With the anniversary of "Desert Storm" upon us, Night Waves (BBC Radio 3, Tuesday) reminded us that among the first Iraqi faces that were brought to European audiences 10 years ago was that close-up of the burnt soldier on the road to Basra, when the turkey-shoot was over. The US photographer who took it, Ken Jareke, looked on in horror as the entire US press united in refusal to print his extraordinary picture; it only appeared months later. Jareke told Night Waves: "If a country is big and tough enough to look at a war, it should be big and tough enough to look at the consequences".

John Pilger told the programme about the armoured snow ploughs used to bury Iraqi soldiers alive in their trenches. And he reminded us we never saw them at the time either.

Being Night Waves, the programme was interested in the cultural effusions, from a children's novel to a major motion picture, that have since tried to tell the truth. However, if anything, the discussion seriously underestimated David O. Russell's brilliant, action-packed Three Kings, the most politically acute Hollywood film of the 1990s.

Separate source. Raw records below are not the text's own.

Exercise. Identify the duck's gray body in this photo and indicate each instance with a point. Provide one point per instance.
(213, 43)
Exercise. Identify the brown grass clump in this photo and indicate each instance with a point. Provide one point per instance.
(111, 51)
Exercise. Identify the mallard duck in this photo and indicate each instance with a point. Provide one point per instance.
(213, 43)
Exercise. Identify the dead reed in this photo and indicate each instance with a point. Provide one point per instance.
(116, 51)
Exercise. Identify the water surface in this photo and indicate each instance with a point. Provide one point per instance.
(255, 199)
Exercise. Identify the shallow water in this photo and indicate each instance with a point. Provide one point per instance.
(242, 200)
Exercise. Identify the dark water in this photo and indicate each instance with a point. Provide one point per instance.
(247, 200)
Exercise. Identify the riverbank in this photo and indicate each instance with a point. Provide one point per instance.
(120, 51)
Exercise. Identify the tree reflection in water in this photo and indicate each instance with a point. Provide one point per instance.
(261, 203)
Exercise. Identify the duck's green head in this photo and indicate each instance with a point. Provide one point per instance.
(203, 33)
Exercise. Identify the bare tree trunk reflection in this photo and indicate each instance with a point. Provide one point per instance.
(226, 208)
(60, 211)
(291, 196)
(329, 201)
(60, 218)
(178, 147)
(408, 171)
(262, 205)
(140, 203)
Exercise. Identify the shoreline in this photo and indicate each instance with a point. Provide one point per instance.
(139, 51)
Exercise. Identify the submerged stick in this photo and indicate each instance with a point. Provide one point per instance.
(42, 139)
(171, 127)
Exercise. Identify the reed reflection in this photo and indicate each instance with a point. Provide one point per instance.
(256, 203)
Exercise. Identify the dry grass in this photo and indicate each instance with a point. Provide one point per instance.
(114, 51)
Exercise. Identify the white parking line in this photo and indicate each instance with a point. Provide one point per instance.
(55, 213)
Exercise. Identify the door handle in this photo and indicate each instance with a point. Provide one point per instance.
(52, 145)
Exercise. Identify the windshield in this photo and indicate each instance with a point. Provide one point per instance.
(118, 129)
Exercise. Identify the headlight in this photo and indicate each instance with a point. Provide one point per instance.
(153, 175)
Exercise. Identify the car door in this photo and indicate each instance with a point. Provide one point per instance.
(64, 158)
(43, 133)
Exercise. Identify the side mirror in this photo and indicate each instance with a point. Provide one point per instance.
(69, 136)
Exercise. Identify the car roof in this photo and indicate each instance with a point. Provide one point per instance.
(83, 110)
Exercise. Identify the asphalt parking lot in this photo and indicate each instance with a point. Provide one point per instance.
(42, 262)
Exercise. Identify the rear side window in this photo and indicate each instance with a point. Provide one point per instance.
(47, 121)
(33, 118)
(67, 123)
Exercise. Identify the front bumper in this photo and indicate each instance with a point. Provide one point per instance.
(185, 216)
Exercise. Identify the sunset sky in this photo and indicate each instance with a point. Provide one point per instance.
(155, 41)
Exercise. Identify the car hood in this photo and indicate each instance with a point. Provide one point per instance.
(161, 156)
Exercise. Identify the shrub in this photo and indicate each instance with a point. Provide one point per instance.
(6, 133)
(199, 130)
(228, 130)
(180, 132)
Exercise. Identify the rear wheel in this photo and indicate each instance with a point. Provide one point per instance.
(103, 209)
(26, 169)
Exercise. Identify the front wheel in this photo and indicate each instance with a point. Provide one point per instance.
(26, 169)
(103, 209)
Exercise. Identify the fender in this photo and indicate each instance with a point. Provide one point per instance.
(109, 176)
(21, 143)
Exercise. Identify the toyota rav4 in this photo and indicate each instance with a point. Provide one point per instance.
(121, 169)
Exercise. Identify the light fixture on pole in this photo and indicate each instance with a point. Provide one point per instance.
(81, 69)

Perhaps that underestimation had to do with one of the panelists, English academic Fred Halliday. In 1991, he was one of the respectable, balanced and informed cheerleaders for the attack on Iraq. Faced with the overwhelming evidence that the war and subsequent sanctions left the Iraqi people suffering far greater misery and repression than before, and faced with story after story about the management and manipulation of journalists in the field, Halliday went kinda mealy-mouthed.

He repeatedly referred to the attempts "by both sides" to manage the international news coverage of the "war", as if both sides had equal access to the means of communication and manipulation. And bizarrely, he suggested: "The biggest failures were in current affairs, not in news". Meaning what, that Halliday wasn't asked on enough panels?

Three Kings notwithstanding, the Gulf War hasn't exactly lit up our screens. Perhaps, as someone said, the nature of Desert Storm didn't leave the West with a lot of war stories to "unpack".

But what the US-led "coalition" did was stated succinctly here by one Arab commentator: it claimed the Iraqi people did not want Saddam, while simultaneously blaming and punishing them for his existence.

And, of course, this continues, with the sanctioned slaughter of many, many more Iraqis: "For a working reporter covering the Middle East not to cover the [sanctions] story is dishonourable," one Arab said. "We, the people who make films or write or report are obliged to cover that story. It is the leading story in the Middle East now."

Anyway, 10 years after many of us went home "to watch the war" on a nightly basis, Halliday at least offered the just-possibly interesting piece of information that Saddam's favourite film is The Godfather. Then again, that probably goes for several hundred million other people too, and only a handful of them are dictators.